Olgar Shiverstone said:


> How does this version compare to the prior collection of A1-4 (Slavers supermodule) published in the late 1E/early 2E era?  I thought that included a transition adventure from another adventure -- is it included here?



It is a reprint, so it is the same as the 1E adventure series. Yes, it does include a new adventure. (See the mentions of A0 in the review above)


----------



## MerricB

Olgar Shiverstone said:


> How does this version compare to the prior collection of A1-4 (Slavers supermodule) published in the late 1E/early 2E era?  I thought that included a transition adventure from another adventure -- is it included here?




It reprints the original adventures, not the Scourge of the Slavelords supermodule, so it lacks the extra material they did for the supermodule.

One of these days my reviewing will get up to the supermodule, and I'll look at what Scourge actually added in detail.

(Scourge was printed in 1986, and my reviewing is currently in 1982, so it'll be a little while yet!)


----------



## Jan van Leyden

MerricB said:


> It reprints the original adventures, not the Scourge of the Slavelords supermodule, so it lacks the extra material they did for the supermodule.




That means that your comments, e.g. about the linearity are valid for this reprint. 

I know that I'm outing myself as imbecile for a certain part of the ENWorld, but I couldn't stand a collection of linear tournament modules in my game.


----------



## ExploderWizard

The _Scourge _supermodule begins with the PCs in Hommlett and assumes completion of the ToEE supermodule. I'm assuming the A0 module replaces this assumption.


----------



## MerricB

Not at all: A0 is an adventure for 1st-3rd level characters. You could run it during T1-4 to have a break from the Temple, or before T1. It's rather interesting: the events in it let the local lords know about the slaver situation, so that a few months or so later when you're ready, you're hired in A1 to take on the slaves.

Cheers!


----------



## Olgar Shiverstone

OK, so I gather Scourge and Against the Slavers are fundamentally different designs with different experiences, even though both rely on the core A1-4 module set.  Guess I'll wait for Merric's review for the comparison.  Scourge is one of a relatively small number of 1E modules I've yet to track down.
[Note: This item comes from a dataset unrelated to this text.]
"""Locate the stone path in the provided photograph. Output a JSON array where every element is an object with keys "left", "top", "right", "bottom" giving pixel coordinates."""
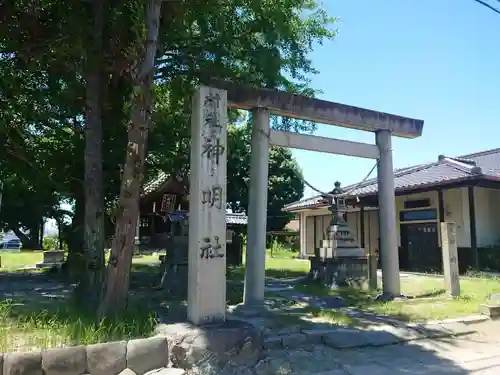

So the only new material in Against is A0?  Hmmm.  I have all four of the originals; not sure if I want to pick up the entire book for just that, but the layout does sound improved ...


----------



## ExploderWizard

Olgar Shiverstone said:


> OK, so I gather Scourge and Against the Slavers are fundamentally different designs with different experiences, even though both rely on the core A1-4 module set. Guess I'll wait for Merric's review for the comparison. Scourge is one of a relatively small number of 1E modules I've yet to track down.
> 
> So the only new material in Against is A0? Hmmm. I have all four of the originals; not sure if I want to pick up the entire book for just that, but the layout does sound improved ...




I have all 4 modules and the supermodule. I'm really curious about A0 but not enough to spend 30+ dollars on it. I hope A0 can be sold as a separate pdf someday.


----------



## Warunsun

_Scourge of the Slavelords_ adds additional material to the modules with extra quests and connective tissue. It also changes the level of challenge from the original modules to make it more suitable to be played at a higher-level. The new reprint sounds very much like a faithful reprint where _Scourge of the Slavelords_ was expanded & adjusted.


----------



## vonmolkew

Always loved this set.  I played in the original AD&D Open that this was the module.  Got killed in about an hour by the Anhkeg.  Guess that makes me pretty old....


----------



## Ricochet

Nice review.  Anyone get the chance to run this for 5e yet? I am considering getting it for my 5e group, but I know there has been a lot of changes from DNDNext compatability to 5e's release version.


----------



## ddaley

I just purchased the hard cover from amazon and the PDF from dmsguild... I plan to run this for our 5e group, but it'll probably be a while.



ParagonofVirtue said:


> Nice review.  Anyone get the chance to run this for 5e yet? I am considering getting it for my 5e group, but I know there has been a lot of changes from DNDNext compatability to 5e's release version.


----------